As part of my summer reading, I've been tackling chapters from the sixth edition of Theoretical Models and Processes of Reading (ILA, 2013), edited by Donna Alderman, Norman Unrau, and Robert Ruddell. The material is dense but fascinating. One chapter, Phases of Word Learning: Implications for Instruction With Delayed and Disabled Readers, is a favorite because it speaks to my current interest in how specific types of spelling instruction help struggling students become better readers. Authored by Linnea Ehri and Sandra McCormick, the chapter spends some time describing and explaining what the spelling-reading connection is and provides clues as to how we might use knowledge of this connection to help struggling readers.
According to Ehri and McCormick, any word encountered by a mature reader can be read in one of four ways: by decoding, by predicting, by analogy, and by sight.They also say that our goal as teachers is to enable students to read words in each (and every) one of these four ways. I agree. Carefully crafted spelling instruction can help us reach this goal, especially when it comes to reading by decoding, analogy, and sight. What exactly reading by sight is and how it connects to spelling is an especially absorbing and interesting topic, and this will be the focus of my next blog.

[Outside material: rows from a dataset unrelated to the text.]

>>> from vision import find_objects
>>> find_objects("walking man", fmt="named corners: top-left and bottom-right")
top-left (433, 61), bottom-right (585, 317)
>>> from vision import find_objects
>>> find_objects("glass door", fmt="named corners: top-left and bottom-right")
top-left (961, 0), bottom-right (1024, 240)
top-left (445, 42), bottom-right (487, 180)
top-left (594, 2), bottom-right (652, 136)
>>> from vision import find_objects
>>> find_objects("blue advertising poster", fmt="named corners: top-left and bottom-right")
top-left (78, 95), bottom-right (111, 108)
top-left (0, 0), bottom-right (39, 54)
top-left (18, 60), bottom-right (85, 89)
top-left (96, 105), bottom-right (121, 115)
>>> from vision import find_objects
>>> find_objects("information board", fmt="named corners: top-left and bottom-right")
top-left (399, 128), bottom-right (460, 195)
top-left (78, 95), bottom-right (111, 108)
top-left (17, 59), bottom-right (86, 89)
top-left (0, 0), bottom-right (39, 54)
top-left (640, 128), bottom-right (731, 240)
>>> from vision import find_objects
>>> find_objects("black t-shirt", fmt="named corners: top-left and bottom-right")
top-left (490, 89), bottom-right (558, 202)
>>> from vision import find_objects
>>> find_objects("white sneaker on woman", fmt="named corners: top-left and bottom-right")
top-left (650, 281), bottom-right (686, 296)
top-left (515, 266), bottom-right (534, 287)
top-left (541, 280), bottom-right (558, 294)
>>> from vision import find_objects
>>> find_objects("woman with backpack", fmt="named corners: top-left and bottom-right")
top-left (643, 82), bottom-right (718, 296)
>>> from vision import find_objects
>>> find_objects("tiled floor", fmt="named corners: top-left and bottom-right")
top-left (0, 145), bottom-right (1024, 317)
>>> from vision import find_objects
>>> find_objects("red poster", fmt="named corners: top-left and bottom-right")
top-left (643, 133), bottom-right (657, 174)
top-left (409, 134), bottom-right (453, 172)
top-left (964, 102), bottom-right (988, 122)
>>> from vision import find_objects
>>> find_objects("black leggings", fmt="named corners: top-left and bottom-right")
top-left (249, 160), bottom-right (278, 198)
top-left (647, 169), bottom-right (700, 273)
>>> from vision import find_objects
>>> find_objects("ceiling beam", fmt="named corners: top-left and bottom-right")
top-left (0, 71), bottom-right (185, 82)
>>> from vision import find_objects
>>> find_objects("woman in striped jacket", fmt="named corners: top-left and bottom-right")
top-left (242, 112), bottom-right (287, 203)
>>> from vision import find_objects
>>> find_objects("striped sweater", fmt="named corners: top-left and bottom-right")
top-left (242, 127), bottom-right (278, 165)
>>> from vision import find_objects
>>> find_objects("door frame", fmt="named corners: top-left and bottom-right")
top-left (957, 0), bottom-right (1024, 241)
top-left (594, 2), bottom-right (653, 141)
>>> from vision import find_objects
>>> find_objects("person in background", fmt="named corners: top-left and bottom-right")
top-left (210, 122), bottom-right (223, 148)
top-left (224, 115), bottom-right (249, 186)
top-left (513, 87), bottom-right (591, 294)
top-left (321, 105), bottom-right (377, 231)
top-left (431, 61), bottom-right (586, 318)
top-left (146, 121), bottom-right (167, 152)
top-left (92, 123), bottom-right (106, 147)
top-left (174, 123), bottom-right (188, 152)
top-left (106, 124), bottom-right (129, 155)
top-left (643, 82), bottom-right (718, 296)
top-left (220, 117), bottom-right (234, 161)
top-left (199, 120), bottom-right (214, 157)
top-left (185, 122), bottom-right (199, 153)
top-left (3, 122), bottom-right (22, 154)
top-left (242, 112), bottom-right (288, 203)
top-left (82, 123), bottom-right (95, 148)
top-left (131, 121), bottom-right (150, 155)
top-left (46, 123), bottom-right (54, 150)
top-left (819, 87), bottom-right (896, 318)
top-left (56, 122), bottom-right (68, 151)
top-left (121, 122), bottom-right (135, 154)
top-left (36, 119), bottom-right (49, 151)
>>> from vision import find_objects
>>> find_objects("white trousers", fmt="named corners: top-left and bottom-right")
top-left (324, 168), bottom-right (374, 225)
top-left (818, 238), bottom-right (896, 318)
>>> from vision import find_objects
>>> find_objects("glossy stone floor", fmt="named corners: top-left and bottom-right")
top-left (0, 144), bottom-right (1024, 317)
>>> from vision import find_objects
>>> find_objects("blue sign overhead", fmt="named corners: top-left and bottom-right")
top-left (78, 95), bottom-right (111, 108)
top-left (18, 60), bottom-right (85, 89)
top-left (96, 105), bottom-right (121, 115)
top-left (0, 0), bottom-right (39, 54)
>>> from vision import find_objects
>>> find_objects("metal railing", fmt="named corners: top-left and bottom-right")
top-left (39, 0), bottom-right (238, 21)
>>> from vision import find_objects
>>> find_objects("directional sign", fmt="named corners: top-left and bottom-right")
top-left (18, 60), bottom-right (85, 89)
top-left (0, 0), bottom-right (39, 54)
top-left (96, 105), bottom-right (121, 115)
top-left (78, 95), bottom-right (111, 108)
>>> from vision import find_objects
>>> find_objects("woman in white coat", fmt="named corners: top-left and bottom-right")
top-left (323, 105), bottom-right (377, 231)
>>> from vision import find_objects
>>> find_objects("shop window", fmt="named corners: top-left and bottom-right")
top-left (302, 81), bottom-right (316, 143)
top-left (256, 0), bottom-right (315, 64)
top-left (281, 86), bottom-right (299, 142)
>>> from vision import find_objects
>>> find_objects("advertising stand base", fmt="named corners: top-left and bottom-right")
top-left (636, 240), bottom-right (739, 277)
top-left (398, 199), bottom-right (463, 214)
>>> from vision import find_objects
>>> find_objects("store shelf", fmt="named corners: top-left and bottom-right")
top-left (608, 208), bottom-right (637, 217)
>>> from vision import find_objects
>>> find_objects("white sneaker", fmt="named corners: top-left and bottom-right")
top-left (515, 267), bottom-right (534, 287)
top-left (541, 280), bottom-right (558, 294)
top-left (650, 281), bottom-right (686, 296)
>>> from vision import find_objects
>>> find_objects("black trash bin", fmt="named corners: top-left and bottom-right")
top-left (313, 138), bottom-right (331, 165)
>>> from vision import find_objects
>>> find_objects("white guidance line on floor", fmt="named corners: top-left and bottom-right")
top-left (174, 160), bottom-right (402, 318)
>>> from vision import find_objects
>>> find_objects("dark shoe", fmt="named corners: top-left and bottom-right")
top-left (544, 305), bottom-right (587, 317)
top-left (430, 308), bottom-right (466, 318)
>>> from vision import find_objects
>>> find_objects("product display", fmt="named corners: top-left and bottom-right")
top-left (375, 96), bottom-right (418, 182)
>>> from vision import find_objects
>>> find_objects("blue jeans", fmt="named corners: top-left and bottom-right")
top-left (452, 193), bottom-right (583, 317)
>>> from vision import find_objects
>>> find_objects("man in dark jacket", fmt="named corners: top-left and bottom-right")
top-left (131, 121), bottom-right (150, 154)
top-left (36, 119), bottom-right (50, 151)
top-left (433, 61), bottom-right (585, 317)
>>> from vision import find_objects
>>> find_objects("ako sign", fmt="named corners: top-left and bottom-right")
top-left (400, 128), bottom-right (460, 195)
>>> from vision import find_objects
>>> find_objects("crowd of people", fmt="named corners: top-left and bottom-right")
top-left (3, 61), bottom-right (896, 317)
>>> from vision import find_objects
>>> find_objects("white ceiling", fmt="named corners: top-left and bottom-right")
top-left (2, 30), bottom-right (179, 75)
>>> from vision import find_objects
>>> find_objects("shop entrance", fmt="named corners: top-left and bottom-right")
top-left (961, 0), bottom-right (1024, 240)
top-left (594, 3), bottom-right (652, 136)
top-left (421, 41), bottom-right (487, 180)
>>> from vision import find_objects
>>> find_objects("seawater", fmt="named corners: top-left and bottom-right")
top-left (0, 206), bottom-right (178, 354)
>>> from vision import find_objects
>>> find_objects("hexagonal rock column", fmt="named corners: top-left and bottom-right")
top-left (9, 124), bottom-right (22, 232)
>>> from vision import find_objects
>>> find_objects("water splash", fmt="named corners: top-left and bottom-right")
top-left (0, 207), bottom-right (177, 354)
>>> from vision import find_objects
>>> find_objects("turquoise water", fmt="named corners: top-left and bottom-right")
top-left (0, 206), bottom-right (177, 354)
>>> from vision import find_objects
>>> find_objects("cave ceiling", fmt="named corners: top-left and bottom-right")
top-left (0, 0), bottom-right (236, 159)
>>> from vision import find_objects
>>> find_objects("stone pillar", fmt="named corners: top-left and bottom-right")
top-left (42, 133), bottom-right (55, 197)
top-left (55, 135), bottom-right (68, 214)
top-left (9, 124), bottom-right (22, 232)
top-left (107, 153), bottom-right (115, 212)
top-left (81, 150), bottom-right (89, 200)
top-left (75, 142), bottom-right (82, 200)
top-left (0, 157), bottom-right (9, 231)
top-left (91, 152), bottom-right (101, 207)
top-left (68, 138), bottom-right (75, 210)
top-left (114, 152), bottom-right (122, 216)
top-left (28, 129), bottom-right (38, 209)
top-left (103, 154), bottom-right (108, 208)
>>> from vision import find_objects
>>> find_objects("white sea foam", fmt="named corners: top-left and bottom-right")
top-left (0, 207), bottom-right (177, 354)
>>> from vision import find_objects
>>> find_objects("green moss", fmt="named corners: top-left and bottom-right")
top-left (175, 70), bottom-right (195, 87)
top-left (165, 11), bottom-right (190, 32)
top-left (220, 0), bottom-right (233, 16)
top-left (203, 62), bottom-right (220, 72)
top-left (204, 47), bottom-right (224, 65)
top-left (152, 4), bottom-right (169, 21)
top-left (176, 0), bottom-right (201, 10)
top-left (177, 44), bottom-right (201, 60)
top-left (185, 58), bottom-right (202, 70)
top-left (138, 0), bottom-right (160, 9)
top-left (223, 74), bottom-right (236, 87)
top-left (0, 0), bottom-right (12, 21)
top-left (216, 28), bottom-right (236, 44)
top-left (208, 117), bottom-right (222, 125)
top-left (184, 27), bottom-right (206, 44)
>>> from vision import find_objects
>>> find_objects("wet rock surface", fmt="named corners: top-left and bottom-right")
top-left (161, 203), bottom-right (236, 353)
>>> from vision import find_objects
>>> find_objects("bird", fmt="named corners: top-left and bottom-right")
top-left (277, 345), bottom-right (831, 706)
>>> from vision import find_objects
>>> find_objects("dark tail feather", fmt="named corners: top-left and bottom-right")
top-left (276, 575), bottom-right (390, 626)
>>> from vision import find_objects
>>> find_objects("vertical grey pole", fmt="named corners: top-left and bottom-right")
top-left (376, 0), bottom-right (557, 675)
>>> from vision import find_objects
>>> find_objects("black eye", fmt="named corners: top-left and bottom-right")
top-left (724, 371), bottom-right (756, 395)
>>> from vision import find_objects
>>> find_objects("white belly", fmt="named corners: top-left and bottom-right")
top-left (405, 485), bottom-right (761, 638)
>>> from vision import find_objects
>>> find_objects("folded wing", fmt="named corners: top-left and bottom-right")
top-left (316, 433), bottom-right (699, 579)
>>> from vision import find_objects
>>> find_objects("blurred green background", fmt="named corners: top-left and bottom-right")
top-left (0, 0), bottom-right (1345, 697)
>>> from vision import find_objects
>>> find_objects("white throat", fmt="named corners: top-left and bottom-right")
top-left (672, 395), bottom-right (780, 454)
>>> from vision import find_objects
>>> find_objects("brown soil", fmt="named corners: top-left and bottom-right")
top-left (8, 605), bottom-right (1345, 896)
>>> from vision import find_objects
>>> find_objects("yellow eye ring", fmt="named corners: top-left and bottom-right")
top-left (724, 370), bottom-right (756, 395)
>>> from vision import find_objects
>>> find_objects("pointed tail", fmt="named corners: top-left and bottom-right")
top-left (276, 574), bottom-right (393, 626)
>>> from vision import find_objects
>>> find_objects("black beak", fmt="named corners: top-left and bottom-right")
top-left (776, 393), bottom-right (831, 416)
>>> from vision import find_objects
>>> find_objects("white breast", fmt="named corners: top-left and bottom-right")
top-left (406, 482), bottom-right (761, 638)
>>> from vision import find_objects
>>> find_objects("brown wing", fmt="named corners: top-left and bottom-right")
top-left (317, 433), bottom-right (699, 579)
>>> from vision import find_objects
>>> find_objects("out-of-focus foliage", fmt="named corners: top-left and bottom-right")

Stay tuned! For now, however, I’ll say a bit about the connections between spelling and reading by decoding and analogy.
Decoding and its connection to spelling
A decoding or word attack strategy enables a reader to read unfamiliar words. At its most basic level, decoding involves looking at letters, knowing their sounds, holding and blending those sounds in your mind, and then saying them in pronunciations that are recognized as real words. Now think about how spelling (encoding) works at its most basic level. It's the same thing, but in reverse. We teach students to say a word and “stretch it out to hear the sounds." Then we ask them to assign letters they know to the sounds they hear. Finally, we teach them to check their spelling by “reading through the word” to see if the letters they have written (and the sounds the letters make) blend back together to form the word they meant to write.
More advanced alphabetic knowledge is put into play when readers engage in more advanced decoding. For example, in advanced decoding readers recognize clusters of letters (gl, dr, tch, dge, er), affixes (pre, sub, ment, ful, ly), syllables (De, cem, ber), and spelling patterns (int, eed, oy, oint). Each of these clusters is paired with a cluster of individual sounds that are thought of as a whole. Once again, think about spelling instruction. In spelling, we ask children to think about a word part, syllable, or word family. Each family that is said, such as /ait/, is then paired with possible spellings, such as A-I-T, A-T-E, or E-I-G-H-T. Through spelling instruction we giving children the opportunity to understand how decoding works and we do it from the opposite end, so to speak. In effect, encoding becomes decoding and spelling becomes reading.
Analogy and its connection to spelling
Analogy is another way a reader might try to read an unfamiliar word. When a reader reads by analogy, she recognizes how the spelling of an unfamiliar word is similar to a word she already knowns. To read by analogy, a reader accesses in her memory a known word similar to the unknown she is trying to read. Then she changes her pronunciation of the known word to accommodate the new word. Consider the word dariole. If you used your knowledge of the word oriole to help you pronounce the new word, then you were reading by analogy. Student readers might not know the word cigarillo, but if they recognize the word cigar and think of the word brillo, they can use the strategies of sight and analogy to come up with the new word. By the way, a dariole (noun) is a French cooking term. It is a small, metal, flowerpot-shaped mold in which an individual portion is cooked and served.
When it comes to reading by analogy, the connections to spelling are strong. Spelling by analogy is an excellent strategy to teach children. Connect the spelling by analogy strategy to the reading by analogy strategy and you have done your teaching job well. Here’s what that connection might sound like in a classroom. “Let’s say I want to write the sentence ’The man yelled,”Halt!” And let's say I don’t know how to spell the word halt. What do I do? I stop and think. Do I know a word that sounds like halt? I know salt. And I know how to spell it. S-A-L-T. Words that sound alike are often spelled alike. Therefore, halt is probably spelled H-A-L-T. That, ladies and gentlemen, is the strategy of spelling by analogy. And by the way, the strategy of spelling by analogy is just like the strategy of reading by analogy. Let’s say I don't know how to read this word: H-A-L-T. What can I do? I can ask myself, Do I know any words that look like this word? Do I know a word that has almost the same spelling? I do! Salt. I can see this word in my mind and I know it looks almost like the word I’m trying to read. I know how to say salt, so I’ll just take off the /s/ sound of the S and put in the /h/ sound of the H. The word is halt. There, I just read it!”
The dictionary in the brain
When we teach spelling using master lists that contain many examples of words that share patterns, we help students notice how words relate to one another and we help grow the all important dictionary in the mind. Why is this dictionary important? It’s important because it’s a central part of the reading process, especially when students are reading by analogy and sight. Words that begin as spelling words - dew, crew, view, grew, stew, mildew - become words useful for reading the sentence: His nephew viewed the mildewed cashew with alarm.